Abbreviations: AC, average cadence; PC, peak cadence; SL, stride length; GCT, ground contact time; MAE, mean absolute error; MAPE, mean absolute percent error; r, Pearson Correlation Coefficient; CCC, Lin’s Concordance Correlation Coefficient. * Indicates that equivalency testing was supported between devices.

Table 2. Agreement statistics between lace-mounted IMUs and smartwatch for spatiotemporal variables stratified by distance.

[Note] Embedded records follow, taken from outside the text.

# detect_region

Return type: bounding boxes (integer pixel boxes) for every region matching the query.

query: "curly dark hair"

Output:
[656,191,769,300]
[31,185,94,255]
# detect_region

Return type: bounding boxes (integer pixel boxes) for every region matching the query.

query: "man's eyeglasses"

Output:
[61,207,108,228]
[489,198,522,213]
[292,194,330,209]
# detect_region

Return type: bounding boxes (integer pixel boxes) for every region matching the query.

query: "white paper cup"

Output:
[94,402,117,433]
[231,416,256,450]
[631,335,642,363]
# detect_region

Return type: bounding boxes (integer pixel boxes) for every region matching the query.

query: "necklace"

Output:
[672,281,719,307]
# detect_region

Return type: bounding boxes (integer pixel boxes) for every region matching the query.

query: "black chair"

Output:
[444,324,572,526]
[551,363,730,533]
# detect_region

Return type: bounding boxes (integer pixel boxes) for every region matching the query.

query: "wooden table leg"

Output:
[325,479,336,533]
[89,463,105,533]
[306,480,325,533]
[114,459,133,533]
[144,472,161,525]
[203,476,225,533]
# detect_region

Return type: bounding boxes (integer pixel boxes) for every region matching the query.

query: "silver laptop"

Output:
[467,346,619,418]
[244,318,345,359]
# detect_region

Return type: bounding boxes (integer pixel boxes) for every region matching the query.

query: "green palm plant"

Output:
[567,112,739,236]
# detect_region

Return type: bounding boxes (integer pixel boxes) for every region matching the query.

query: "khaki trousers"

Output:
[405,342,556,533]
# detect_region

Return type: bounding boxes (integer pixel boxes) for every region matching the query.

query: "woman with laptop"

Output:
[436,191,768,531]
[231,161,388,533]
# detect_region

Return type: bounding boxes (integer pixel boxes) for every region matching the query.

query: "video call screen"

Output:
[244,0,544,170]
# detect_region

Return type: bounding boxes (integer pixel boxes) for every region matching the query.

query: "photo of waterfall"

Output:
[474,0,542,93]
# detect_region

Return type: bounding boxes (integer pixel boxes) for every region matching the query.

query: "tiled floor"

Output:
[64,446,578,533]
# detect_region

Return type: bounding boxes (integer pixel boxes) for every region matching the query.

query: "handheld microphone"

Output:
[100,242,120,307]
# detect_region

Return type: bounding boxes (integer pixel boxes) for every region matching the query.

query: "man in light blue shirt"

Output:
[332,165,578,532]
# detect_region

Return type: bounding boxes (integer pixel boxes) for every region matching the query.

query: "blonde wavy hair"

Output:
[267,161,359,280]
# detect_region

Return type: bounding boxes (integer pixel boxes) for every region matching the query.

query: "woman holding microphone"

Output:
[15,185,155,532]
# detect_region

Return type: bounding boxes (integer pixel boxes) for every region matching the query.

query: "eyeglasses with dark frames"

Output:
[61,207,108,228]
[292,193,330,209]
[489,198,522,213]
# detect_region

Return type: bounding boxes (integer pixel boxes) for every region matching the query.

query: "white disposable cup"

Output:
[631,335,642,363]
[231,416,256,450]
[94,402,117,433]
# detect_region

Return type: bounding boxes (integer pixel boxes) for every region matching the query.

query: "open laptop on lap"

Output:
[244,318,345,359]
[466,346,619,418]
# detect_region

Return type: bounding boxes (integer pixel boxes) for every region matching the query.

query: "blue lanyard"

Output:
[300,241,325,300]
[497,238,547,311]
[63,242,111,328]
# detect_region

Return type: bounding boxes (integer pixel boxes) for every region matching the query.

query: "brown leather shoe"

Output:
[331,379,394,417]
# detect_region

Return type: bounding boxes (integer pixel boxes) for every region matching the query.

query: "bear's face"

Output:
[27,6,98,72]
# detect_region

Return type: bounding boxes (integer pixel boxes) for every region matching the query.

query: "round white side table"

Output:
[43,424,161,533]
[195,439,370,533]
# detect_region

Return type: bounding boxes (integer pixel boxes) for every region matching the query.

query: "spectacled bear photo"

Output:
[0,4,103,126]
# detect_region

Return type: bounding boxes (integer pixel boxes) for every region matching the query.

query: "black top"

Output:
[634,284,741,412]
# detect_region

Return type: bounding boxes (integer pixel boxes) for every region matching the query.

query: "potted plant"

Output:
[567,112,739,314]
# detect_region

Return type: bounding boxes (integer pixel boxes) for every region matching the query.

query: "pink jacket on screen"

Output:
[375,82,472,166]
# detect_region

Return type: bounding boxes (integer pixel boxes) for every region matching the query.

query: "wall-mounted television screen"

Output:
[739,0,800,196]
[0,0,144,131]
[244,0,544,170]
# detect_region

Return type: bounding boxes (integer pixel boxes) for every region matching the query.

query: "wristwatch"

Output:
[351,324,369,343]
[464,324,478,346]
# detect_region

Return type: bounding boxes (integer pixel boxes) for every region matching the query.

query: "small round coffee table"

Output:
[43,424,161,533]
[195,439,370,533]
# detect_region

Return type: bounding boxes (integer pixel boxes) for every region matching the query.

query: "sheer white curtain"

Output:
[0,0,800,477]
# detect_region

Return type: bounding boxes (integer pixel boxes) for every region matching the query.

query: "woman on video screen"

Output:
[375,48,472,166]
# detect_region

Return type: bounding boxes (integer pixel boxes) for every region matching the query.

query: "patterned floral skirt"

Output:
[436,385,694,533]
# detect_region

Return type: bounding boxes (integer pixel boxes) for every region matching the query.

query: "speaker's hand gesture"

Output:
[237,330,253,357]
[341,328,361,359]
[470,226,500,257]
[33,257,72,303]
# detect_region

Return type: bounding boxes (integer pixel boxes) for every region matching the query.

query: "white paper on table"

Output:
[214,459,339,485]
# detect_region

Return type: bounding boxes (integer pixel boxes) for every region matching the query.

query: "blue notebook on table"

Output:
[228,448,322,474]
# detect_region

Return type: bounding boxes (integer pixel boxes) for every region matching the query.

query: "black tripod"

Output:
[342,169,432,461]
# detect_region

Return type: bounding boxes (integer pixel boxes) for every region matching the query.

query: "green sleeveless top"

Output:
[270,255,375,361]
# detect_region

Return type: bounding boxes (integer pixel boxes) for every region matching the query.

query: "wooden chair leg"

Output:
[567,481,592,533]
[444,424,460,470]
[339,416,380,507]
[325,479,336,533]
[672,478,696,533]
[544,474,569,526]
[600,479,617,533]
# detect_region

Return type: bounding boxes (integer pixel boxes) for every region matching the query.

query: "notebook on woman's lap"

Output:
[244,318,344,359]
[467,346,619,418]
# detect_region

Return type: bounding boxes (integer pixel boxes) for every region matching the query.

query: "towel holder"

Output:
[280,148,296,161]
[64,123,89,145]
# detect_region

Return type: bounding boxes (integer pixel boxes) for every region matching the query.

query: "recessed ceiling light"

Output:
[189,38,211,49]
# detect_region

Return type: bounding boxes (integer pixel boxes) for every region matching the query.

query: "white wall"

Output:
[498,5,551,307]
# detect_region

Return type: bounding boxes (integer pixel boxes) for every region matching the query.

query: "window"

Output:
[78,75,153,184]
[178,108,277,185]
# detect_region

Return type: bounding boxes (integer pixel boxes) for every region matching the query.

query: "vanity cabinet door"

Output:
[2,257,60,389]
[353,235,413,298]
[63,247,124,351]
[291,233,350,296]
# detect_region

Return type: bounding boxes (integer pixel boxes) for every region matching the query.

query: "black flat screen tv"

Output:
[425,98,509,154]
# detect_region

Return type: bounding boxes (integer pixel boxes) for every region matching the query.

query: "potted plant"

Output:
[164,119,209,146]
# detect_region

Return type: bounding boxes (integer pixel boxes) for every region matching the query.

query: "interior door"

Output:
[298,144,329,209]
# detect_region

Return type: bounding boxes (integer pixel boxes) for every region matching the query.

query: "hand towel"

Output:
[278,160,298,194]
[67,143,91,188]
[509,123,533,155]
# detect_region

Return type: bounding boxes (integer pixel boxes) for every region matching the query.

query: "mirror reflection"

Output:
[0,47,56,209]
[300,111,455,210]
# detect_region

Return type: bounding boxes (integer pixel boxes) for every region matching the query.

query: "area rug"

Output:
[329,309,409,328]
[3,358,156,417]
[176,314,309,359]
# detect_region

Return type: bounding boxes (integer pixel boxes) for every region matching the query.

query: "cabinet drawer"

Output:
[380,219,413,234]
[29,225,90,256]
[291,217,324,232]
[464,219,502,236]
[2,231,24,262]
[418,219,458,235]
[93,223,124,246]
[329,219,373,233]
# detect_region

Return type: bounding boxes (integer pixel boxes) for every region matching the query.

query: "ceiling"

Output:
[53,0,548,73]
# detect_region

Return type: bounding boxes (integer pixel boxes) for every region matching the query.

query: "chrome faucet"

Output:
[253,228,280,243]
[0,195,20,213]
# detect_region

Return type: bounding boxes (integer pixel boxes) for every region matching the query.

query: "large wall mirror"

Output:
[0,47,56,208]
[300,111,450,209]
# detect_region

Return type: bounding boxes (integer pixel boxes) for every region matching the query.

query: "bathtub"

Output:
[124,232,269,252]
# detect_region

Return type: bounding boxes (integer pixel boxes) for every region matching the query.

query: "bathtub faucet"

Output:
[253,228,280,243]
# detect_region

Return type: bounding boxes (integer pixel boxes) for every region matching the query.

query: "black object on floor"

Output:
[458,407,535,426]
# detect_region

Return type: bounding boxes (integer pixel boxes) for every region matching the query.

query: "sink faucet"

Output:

		n	Device	Average (SD)	MAE	MAPE	r	CCC	Deming Intercept/Slope
Short Distance	AC (step /min)	143	Lace-mounted IMU	169.1 (13.7)	—	—	—	—	—
	AC (step /min)	143	Smartwatch	162.2 (17.3)	7.6	4.5%	0.71	0.63	−74.17/1.4
	PC (step /min)	143	Lace-mounted IMU	199.6 (25.1)	—	—	—	—	—
	PC (step /min)	141	Smartwatch	179.2 (16.6)	21.5	9.9%	0.46	0.30	88.32/0.46
	SL (m)	142	Lace-mounted IMU	2.13 (0.39)	—	—	—	—	—
	SL (m)	141	Smartwatch	1.90 (0.28)	0.3	14.8%	0.46	0.36	0.9/0.47
	GCT (ms)	143	Lace-mounted IMU	319.6 (73.0)	—	—	—	—	—
	GCT (ms)	141	Smartwatch	254.5 (33.1)	68.3	19.3%	0.69	0.3	142.09/0.35
Long Distance	* AC (step /min)	25	Lace-mounted IMU	167.7 (12.1)	—	—	—	—	—
	* AC (step /min)	26	Smartwatch	163.1 (14.8)	4.2	2.5%	0.83	0.78	−44.9/1.24
	PC (step /min)	25	Lace-mounted IMU	194.5 (22.9)	—	—	—	—	—
	PC (step /min)	26	Smartwatch	178.2 (14.7)	15.2	7.2%	0.41	0.29	77.12/0.52
	SL (m)	25	Lace-mounted IMU	2.14 (0.41)	—	—	—	—	—
	SL (m)	26	Smartwatch	1.92 (0.30)	0.3	14.7%	0.54	0.37	1.15/0.37
	GCT (ms)	25	Lace-mounted IMU	315.8 (68.0)	—	—	—	—	—
	GCT (ms)	26	Smartwatch	246.5 (26.0)	68.5	19.4%	0.55	0.18	182.82/0.2

Abbreviations: AC, average cadence; PC, peak cadence; SL, stride length; GCT, ground contact time; MAE, mean absolute error; MAPE, mean absolute percent error; r, Pearson Correlation Coefficient; CCC, Lin’s Concordance Correlation Coefficient. Short distance includes all 2.5 km and 5 km run trails (both indoor and outdoor). Long distance includes all 10 km and 20 km run trails (both indoor and outdoor). * Indicates that equivalency testing was supported between devices.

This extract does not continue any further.